482 Pa. 612 (1978) 394 A.2d 490

Marian J. REINERT, Administratrix of the Estate of Audrey S. Reinert, Deceased,
and
Robert L. Mitch, Administrator of the Estate of Vicki L. Mitch, Deceased, Appellants,
v.
PENNSYLVANIA DEPARTMENT OF TRANSPORTATION.

Supreme Court of Pennsylvania.

Submitted October 16, 1978. Decided November 18, 1978.

*613 Robert M. Ruzzi, Bernard J. Avellino, Philadelphia, for appellants.

Richard Herskovitz, Asst. Atty. Gen., Harrisburg, for appellee.
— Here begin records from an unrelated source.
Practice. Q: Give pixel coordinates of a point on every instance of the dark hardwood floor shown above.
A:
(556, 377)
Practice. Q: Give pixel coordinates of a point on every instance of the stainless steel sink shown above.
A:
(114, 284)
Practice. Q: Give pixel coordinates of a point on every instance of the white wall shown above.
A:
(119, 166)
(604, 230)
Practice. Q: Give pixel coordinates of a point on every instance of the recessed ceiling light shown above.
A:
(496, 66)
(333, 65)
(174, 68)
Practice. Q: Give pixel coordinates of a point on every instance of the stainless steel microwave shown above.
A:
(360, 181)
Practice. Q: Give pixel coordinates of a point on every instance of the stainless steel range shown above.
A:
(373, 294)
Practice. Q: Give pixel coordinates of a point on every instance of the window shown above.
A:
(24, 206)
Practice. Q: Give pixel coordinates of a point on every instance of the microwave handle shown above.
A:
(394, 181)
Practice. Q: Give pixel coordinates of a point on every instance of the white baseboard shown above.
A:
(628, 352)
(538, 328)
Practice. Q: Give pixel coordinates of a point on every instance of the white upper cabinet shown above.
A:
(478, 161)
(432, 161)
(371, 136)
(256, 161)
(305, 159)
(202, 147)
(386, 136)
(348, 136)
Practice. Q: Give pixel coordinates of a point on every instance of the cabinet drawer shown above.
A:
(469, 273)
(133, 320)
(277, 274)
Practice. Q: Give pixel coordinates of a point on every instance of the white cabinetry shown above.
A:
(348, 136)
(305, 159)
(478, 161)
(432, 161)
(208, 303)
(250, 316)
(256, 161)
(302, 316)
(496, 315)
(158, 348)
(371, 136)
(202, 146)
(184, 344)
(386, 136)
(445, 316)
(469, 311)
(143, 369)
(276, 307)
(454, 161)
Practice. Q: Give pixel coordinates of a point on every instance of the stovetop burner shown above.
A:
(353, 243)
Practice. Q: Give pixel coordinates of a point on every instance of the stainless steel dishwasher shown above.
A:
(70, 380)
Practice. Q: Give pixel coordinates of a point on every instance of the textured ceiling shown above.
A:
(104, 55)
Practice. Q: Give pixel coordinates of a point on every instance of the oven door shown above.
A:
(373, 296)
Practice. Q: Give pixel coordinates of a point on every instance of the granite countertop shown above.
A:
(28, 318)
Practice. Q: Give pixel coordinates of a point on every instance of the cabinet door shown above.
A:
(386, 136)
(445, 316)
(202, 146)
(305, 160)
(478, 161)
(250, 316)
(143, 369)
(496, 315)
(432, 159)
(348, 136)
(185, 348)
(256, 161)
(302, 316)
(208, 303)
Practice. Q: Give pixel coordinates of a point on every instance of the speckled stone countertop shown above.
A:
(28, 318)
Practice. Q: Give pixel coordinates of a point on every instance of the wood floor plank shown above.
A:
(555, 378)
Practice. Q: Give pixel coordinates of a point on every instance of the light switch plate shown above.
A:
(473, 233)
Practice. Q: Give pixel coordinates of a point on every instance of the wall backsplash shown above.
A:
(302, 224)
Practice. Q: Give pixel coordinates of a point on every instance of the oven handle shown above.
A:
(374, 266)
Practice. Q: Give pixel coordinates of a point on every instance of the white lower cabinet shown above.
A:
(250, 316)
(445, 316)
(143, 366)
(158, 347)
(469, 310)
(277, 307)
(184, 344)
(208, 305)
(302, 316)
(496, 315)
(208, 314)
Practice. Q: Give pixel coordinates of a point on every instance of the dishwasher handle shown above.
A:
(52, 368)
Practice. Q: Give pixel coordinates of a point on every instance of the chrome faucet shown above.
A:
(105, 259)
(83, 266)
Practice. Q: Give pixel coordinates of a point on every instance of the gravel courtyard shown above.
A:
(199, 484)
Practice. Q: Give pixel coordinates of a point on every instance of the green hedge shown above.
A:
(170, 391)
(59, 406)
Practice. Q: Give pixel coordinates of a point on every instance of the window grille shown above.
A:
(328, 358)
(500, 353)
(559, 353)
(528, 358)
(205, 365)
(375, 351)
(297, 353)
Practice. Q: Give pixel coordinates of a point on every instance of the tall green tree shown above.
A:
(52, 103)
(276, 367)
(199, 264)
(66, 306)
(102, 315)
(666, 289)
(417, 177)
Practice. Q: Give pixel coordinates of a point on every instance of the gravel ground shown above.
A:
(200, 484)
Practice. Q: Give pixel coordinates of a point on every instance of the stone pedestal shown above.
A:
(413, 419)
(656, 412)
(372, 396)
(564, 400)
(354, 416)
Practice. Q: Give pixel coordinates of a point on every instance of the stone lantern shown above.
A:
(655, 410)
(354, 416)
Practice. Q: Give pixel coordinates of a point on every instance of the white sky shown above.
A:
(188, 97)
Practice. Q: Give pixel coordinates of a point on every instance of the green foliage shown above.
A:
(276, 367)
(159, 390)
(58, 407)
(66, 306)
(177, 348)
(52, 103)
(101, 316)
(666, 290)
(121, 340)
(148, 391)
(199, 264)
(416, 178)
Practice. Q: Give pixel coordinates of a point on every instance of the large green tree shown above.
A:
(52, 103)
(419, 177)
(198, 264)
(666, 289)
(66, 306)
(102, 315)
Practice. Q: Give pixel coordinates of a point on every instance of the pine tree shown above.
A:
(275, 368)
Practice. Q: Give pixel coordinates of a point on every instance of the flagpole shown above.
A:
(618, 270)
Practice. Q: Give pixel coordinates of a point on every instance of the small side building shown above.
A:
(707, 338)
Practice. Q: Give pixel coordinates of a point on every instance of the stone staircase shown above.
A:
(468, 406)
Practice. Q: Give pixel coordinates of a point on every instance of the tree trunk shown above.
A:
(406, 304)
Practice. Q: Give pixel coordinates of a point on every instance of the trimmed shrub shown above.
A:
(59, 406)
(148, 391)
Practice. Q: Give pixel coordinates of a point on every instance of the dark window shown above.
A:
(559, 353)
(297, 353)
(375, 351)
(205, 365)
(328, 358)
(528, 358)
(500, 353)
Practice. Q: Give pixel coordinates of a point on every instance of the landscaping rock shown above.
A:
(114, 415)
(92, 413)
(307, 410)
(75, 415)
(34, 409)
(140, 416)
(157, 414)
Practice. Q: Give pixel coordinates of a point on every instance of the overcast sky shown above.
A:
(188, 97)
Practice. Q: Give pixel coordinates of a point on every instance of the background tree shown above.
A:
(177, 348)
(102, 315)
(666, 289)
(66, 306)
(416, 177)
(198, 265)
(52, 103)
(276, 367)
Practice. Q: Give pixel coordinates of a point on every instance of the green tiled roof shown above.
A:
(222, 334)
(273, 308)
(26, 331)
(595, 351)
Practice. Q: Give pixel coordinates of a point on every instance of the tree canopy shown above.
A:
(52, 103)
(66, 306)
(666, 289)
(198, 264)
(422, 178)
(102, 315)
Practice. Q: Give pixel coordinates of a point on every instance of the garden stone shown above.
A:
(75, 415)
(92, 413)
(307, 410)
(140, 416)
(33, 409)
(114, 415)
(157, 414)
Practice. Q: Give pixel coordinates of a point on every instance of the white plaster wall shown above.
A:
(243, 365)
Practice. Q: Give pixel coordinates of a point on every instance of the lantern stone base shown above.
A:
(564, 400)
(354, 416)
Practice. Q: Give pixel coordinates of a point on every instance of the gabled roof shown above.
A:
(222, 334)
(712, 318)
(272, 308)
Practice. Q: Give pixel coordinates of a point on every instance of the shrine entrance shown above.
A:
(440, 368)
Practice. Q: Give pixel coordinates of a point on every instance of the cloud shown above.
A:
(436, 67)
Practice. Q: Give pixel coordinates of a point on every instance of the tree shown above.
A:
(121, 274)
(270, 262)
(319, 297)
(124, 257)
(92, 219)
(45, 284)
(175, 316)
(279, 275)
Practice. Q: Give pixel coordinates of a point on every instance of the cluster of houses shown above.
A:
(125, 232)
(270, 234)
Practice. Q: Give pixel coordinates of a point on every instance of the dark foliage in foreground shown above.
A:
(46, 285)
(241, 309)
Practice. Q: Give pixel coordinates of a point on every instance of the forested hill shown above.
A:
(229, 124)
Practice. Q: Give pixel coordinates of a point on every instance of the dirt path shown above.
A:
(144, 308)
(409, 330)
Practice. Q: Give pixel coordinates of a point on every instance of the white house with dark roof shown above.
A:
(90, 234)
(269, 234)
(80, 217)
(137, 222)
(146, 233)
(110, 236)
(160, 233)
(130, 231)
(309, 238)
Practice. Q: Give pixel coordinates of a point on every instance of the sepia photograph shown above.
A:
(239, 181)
Before EAGEN, C.J., and O'BRIEN, ROBERTS, POMEROY, NIX, MANDERINO and LARSEN, JJ.

OPINION

PER CURIAM.

Appellants' decedents, Audrey S. Reinert and Vicki L. Mitch, were killed in an automobile collision on February 3, 1974, on Legislative Route 100 in Chester County, Pennsylvania. Marian J. Reinert and Robert L. Mitch, the respective administrators of the decedents' estates, filed a joint complaint in Commonwealth Court against the Pennsylvania Department of Transportation, asserting survival and wrongful death causes of action arising out of the alleged *614 negligence of the defendant in failing to design or construct the state highway here involved with a guard rail separating opposing lanes of traffic. The Department of Transportation filed a preliminary objection "in the nature of a petition raising a question of jurisdiction" asserting the immunity from suit of the Commonwealth of Pennsylvania by virtue of Article I, Section 11 of the Constitution of Pennsylvania and praying for a dismissal of the complaint. The Commonwealth Court sustained the objection and dismissed the complaint.[1] This appeal followed.[2]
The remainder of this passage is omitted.